9. Final Segment: The Curious Statue
[54:31 – 54:53]
- The panel jokingly speculates on the fate of a statue featuring Trump and Epstein.
- Paul Fishman: “Smithsonian basement awaiting Democratic President Maxwell.”
- Mimi Rocco: “Not in enough places.”
- Jonathan Alter: “Moving to Mar a Lago.”
- Harry Littman: “Bottom of the Potomac.”
Notable Quotes & Memorable Moments
- Harry Littman:
“A fucking prosecution ordered by the president against a political enemy in the absence of proof—other than, you know, kidnapping someone in the middle of the night and taking them to Gitmo or whatever, it gets no worse than that for me.” [15:23]
- Paul Fishman:
“What Trump did was criminal. What Comey did was not criminal.” [10:27]
- Mimi Rocco:
“Whether it’s across the Rubicon or not, we can all agree that we have never, ever seen this set of facts before...We have never seen the head of the government...calling for the prosecution...and then the career prosecutor saying, no, there isn’t an actual meritorious case here.” [17:37]
- Jonathan Alter:
“He cannot be humiliated.
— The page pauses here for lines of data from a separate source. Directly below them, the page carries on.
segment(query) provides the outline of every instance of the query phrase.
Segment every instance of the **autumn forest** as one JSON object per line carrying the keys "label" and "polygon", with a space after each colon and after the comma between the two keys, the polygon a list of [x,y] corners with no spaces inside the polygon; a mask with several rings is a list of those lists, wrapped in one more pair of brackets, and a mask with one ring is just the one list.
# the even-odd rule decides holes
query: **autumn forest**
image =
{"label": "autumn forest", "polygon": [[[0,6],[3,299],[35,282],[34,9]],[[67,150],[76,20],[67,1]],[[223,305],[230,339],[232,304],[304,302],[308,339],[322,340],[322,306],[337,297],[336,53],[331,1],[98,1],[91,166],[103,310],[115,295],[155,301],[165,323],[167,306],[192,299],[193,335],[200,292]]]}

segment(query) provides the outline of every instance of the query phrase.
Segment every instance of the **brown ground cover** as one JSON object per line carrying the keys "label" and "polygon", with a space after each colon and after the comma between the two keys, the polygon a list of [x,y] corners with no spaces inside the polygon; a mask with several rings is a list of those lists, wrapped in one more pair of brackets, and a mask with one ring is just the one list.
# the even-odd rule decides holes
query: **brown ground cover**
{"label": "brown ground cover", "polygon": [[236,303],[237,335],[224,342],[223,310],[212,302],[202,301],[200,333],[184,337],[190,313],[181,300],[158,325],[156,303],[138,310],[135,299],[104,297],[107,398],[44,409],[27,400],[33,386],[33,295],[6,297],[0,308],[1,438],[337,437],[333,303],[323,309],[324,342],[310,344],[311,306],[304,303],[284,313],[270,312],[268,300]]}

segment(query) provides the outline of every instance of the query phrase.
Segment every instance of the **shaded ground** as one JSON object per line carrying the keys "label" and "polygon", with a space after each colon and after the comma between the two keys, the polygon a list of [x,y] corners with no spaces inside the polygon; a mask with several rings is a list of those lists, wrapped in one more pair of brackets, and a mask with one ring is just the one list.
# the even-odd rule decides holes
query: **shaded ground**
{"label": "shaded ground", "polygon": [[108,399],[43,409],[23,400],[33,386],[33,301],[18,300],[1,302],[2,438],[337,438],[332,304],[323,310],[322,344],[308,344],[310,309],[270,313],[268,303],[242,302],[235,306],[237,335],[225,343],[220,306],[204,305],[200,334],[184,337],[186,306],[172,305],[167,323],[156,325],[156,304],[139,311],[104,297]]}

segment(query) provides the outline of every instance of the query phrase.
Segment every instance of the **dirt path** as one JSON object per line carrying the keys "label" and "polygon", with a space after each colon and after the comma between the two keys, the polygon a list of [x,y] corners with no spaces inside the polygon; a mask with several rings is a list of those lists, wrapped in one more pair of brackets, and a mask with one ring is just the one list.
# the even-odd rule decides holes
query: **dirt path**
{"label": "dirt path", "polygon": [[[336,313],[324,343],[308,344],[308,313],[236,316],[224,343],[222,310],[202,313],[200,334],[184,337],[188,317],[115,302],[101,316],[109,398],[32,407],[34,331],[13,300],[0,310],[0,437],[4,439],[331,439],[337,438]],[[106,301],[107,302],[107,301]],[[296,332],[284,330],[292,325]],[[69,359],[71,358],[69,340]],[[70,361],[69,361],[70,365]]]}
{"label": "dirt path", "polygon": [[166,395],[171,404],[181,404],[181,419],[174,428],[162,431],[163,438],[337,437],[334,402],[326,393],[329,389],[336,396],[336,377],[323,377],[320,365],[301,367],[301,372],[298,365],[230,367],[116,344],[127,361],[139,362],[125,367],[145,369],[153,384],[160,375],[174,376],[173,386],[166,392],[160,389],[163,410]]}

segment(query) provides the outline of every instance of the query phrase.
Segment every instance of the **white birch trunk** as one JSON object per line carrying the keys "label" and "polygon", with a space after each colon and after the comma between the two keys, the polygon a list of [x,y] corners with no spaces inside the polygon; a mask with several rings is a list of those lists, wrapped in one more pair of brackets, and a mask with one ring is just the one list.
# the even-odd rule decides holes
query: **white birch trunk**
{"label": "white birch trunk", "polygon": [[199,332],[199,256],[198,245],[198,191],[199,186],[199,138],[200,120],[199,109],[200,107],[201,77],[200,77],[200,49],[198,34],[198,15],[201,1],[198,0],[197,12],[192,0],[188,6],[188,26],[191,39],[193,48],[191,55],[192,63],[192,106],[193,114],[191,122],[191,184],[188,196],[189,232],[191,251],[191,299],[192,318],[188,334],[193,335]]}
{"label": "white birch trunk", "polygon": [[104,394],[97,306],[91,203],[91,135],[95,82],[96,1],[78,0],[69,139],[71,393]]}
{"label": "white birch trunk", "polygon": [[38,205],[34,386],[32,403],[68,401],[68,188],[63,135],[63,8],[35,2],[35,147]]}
That just is not anything that will ever happen because he has no sense of shame...but he can be dissuaded by his transactional nature into backing off.” [24:27]
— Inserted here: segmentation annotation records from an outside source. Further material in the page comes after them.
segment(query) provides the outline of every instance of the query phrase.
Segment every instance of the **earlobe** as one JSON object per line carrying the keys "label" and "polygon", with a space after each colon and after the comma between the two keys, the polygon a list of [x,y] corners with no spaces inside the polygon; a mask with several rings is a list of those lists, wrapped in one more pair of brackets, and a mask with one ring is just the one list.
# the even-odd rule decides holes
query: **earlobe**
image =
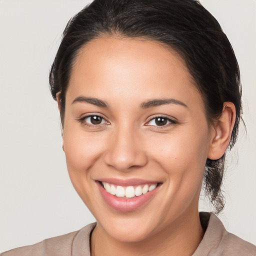
{"label": "earlobe", "polygon": [[224,102],[222,115],[212,129],[208,158],[216,160],[224,154],[230,142],[235,120],[234,105],[229,102]]}

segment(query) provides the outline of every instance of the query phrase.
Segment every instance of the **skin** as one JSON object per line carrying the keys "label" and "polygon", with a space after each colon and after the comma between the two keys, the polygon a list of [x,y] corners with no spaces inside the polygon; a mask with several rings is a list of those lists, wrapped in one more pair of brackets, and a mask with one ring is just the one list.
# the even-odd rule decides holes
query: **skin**
{"label": "skin", "polygon": [[[78,97],[108,107],[73,103]],[[166,98],[186,106],[141,107]],[[66,92],[63,148],[73,186],[97,220],[92,255],[192,255],[204,235],[198,202],[206,162],[224,153],[234,114],[225,102],[210,126],[184,62],[158,42],[106,37],[83,46]],[[98,125],[79,120],[90,115],[104,119]],[[158,116],[171,121],[158,126]],[[122,212],[106,204],[96,184],[113,178],[161,186],[145,205]]]}

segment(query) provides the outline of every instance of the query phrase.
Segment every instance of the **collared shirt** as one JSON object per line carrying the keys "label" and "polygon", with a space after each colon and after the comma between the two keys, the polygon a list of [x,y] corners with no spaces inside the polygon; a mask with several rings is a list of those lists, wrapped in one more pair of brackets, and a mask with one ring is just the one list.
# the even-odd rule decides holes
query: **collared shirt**
{"label": "collared shirt", "polygon": [[[200,214],[206,232],[192,256],[256,256],[256,246],[228,232],[214,214]],[[96,225],[89,224],[80,230],[13,249],[0,256],[90,256],[90,236]]]}

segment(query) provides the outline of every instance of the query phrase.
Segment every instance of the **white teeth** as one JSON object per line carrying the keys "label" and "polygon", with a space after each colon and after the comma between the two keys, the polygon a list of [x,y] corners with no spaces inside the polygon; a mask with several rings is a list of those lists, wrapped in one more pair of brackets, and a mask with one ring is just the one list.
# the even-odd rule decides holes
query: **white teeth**
{"label": "white teeth", "polygon": [[146,194],[148,191],[148,185],[144,185],[142,189],[142,192],[144,194]]}
{"label": "white teeth", "polygon": [[142,188],[140,186],[138,186],[135,188],[135,196],[138,196],[142,194]]}
{"label": "white teeth", "polygon": [[148,191],[151,191],[152,190],[154,190],[156,188],[156,184],[153,184],[150,185],[150,188],[148,188]]}
{"label": "white teeth", "polygon": [[102,182],[102,184],[105,190],[110,194],[116,196],[118,198],[131,198],[135,196],[139,196],[142,194],[146,194],[150,191],[154,190],[156,188],[157,183],[148,186],[146,184],[144,186],[128,186],[123,187],[122,186],[110,184],[106,182]]}
{"label": "white teeth", "polygon": [[132,186],[129,186],[126,190],[126,198],[133,198],[135,196],[135,191]]}
{"label": "white teeth", "polygon": [[123,198],[125,196],[124,188],[121,186],[116,187],[116,196]]}
{"label": "white teeth", "polygon": [[110,194],[116,194],[116,188],[114,185],[111,185],[110,188]]}
{"label": "white teeth", "polygon": [[104,188],[106,190],[107,192],[110,193],[110,184],[108,183],[106,183],[105,182],[103,182],[103,186],[104,186]]}

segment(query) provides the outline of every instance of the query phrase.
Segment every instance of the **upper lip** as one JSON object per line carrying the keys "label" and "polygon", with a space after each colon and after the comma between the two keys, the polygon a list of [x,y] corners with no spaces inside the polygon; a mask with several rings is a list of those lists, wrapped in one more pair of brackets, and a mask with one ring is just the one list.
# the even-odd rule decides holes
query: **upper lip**
{"label": "upper lip", "polygon": [[139,186],[144,184],[156,184],[160,183],[156,180],[149,180],[140,178],[120,179],[116,178],[104,178],[98,180],[100,182],[106,182],[117,186]]}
- Paul Fishman (on Homan):
“Even at the worst of the corruption in Chicago, if it involved cash, there was a problem because people have not been using cash for anything except illegitimate purposes for a very long time...We're now going on 50 or 60 years where the word cash equals something very bad that just happened.” [42:50]
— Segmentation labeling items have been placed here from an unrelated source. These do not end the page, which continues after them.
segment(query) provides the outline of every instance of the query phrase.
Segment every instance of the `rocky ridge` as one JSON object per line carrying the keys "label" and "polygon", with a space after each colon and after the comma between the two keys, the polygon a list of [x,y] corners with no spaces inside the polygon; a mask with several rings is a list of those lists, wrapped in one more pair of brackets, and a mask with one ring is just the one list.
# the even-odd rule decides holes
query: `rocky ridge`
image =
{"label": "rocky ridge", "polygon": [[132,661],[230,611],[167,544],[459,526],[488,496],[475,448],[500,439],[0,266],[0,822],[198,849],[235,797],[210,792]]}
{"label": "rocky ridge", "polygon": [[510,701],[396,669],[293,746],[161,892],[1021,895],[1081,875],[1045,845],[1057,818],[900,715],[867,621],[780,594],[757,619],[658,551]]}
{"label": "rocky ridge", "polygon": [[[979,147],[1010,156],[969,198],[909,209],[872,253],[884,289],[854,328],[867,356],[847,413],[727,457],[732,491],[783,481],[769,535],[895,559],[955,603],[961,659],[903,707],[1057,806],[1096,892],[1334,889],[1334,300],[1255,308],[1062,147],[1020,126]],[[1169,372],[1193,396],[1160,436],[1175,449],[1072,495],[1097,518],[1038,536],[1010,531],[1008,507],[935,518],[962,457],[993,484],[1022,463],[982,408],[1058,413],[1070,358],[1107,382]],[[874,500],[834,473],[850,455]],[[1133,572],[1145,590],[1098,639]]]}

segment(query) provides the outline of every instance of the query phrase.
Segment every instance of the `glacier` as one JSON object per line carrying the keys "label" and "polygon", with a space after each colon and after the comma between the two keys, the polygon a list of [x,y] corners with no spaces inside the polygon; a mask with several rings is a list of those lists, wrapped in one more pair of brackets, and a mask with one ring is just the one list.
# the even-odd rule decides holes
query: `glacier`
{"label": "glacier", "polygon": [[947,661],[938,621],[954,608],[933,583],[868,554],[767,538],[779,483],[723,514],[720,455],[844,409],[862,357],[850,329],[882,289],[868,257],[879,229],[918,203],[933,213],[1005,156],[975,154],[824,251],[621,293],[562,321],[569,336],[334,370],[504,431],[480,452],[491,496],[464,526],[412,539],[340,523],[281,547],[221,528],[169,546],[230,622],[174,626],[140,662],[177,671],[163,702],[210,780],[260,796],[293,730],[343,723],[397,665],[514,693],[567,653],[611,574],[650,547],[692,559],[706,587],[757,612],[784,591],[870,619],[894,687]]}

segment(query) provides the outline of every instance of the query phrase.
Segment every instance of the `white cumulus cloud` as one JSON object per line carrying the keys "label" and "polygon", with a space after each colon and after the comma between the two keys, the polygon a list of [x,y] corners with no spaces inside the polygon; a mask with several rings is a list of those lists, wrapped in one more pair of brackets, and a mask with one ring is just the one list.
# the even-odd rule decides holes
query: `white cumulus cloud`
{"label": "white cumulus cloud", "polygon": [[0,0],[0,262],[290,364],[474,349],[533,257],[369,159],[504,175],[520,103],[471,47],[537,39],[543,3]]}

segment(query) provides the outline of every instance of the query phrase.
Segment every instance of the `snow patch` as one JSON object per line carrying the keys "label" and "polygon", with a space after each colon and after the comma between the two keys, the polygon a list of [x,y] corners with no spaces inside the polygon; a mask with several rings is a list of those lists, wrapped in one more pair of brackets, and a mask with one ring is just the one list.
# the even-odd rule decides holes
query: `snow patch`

- Jonathan Alter (On the Kimmel Segment):
“If you haven't seen the clip...of Robert De Niro's impression of the chair of the FCC extorting Jimmy Kimmel on the air...It's a pretty good watch.” [52:07]
Timestamps for Important Segments
- [05:12] – Opening: The Comey indictment as a watershed moment
- [13:57] – Is this criminal, impeachable, or both?
- [16:53] – Will career prosecutors’ dissent factor into the case?
- [19:49] – Defense strategy: Vindictive prosecution, Rocket Docket
- [24:04] – Does Trump ever experience accountability?
- [29:13] – Legal profession, ABA, and bipartisan resistance
- [33:13] – Would mass DOJ resignations have an impact?
- [36:35] – Homan scandal: Corruption investigation and DOJ cover-up
- [41:33] – Changing standards for public conduct
- [49:18] – Kimmel reinstatement: When pushback works
- [52:32] – The role of comedy in resisting authoritarianism
- [54:31] – The Epstein statue joke: ending with dark humor
Overall Tone and Takeaway
The panel voices deep alarm at the breakdown of legal safeguards and democratic norms, mixing legal analysis, dark humor, and uneasy historical analogies. The consensus: while individual episodes of corruption may fade from popular memory, resistance—especially across partisan and professional lines—is paramount. The podcast closes with a wry sense that things have changed, but not irreversibly, provided society pushes back hard enough.
This summary covers all substantive content and key moments in the episode while retaining the analytical and sometimes sardonic flavor of the original conversation.